2020年のGDP成長率目標を6.8%に、政府が社会・経済発展計画

(ベトナム)

ハノイ発

2019年12月09日

ベトナム政府は11月28日、2020年の主要な社会・経済目標の12項目を定めた「2020年社会・経済発展計画」(国会決議85/2019/QH14、11月11日付)を公表した。GDP成長率目標は6.8%、消費者物価指数(CPI)上昇率目標は4%未満など、2019年の目標とほぼ同水準での設定となった(表参照)。

表 主要な社会・経済発展目標12項目の推移

国会の決議に当たり、グエン・スアン・フック首相はGDP成長率6.6~6.8%をはじめ、2019年の社会・経済発展計画で定めた12項目の目標を全て達成もしくは上回る見込みだと報告した。その上でフック首相は、2020年の総括目標として「マクロ経済の安定、インフレの抑制、生産性や競争力などの向上に注力する」との方針を表明した。

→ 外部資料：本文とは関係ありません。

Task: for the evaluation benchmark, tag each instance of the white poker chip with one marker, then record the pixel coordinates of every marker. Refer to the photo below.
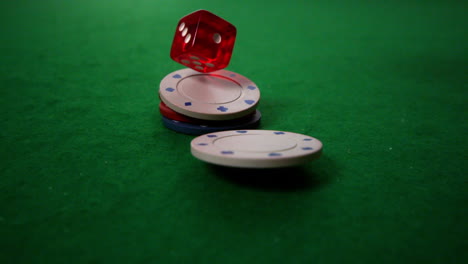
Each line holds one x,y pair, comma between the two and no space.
256,148
220,95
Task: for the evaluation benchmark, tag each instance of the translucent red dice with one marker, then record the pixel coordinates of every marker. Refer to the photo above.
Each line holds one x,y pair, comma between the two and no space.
203,41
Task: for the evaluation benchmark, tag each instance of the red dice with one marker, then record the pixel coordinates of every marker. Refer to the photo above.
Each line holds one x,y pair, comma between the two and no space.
203,41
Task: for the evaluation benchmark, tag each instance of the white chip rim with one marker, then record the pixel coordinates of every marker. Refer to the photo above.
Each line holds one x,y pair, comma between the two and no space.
270,148
243,95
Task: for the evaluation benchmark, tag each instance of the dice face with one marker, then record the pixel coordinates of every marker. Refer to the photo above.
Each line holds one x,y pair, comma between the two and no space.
203,42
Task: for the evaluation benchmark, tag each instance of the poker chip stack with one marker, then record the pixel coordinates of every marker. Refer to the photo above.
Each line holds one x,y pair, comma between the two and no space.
220,106
198,103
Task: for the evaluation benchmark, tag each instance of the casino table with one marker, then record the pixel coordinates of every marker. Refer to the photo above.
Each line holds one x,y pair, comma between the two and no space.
89,174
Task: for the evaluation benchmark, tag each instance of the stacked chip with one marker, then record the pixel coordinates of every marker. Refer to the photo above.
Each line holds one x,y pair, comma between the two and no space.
198,103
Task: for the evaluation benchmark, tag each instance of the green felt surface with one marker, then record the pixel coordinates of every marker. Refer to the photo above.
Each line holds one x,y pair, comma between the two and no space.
88,174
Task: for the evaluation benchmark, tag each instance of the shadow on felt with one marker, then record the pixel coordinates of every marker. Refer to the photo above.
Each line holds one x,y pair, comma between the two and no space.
300,178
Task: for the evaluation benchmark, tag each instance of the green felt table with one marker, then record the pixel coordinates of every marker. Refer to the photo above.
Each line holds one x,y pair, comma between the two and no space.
88,173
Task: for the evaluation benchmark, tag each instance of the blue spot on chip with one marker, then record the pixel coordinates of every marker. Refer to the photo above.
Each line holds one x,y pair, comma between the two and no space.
222,109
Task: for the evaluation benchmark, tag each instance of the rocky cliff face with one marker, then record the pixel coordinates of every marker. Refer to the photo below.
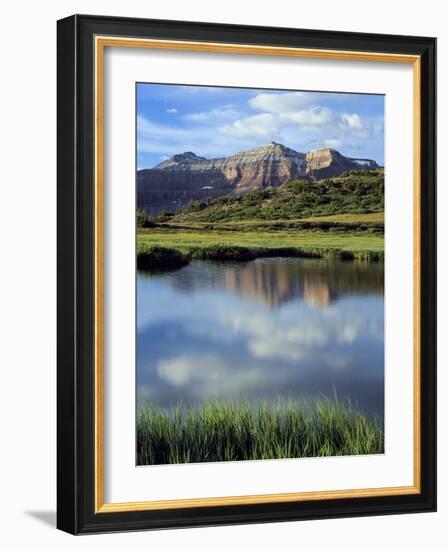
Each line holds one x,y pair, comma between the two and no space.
185,177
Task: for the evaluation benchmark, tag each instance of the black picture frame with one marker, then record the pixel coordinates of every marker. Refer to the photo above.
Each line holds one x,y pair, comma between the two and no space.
76,261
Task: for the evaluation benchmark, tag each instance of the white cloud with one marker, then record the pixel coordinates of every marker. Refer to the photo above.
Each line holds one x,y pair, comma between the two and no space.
314,116
263,125
333,143
281,102
226,111
208,374
352,121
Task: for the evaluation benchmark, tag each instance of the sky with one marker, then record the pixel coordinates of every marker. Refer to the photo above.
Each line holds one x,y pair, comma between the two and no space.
216,121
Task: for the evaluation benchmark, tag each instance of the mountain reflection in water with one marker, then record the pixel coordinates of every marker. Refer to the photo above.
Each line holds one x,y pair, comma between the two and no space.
256,330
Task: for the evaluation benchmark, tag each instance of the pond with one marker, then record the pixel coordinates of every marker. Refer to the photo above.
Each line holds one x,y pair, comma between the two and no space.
288,327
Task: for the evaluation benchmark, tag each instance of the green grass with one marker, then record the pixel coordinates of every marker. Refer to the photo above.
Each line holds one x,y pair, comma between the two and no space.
227,431
239,245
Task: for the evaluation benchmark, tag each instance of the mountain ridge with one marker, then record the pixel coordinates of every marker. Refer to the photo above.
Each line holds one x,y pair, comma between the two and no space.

これに対し、国会法律委員会のグエン・カック・ディン主任は「2020年は、2011~2020年の10カ年戦略と2016~2020年の5カ年計画の節目の年になるため、目標達成に向けて具体的な行動計画が必要だ」と強調した。ベトナム商工会議所(VCCI)のブ・ティエン・ロック会頭は「世界経済が衰退する恐れのある中、外国直接投資(FDI)に依存しているベトナムは、GDP成長率6.8%の目標達成は簡単ではない」と主張した。

一方、貿易収支はこの4年間、黒字が続いているが、2019年と2020年の目標を赤字に設定していることに関連して、国会経済委員会のブー・ホン・タイン主任は「世界の貿易不振、主要国間の貿易摩擦、保護主義の台頭、製造業の部品輸入依存などの要因から、2020年は貿易赤字になる可能性が高い」と説明した。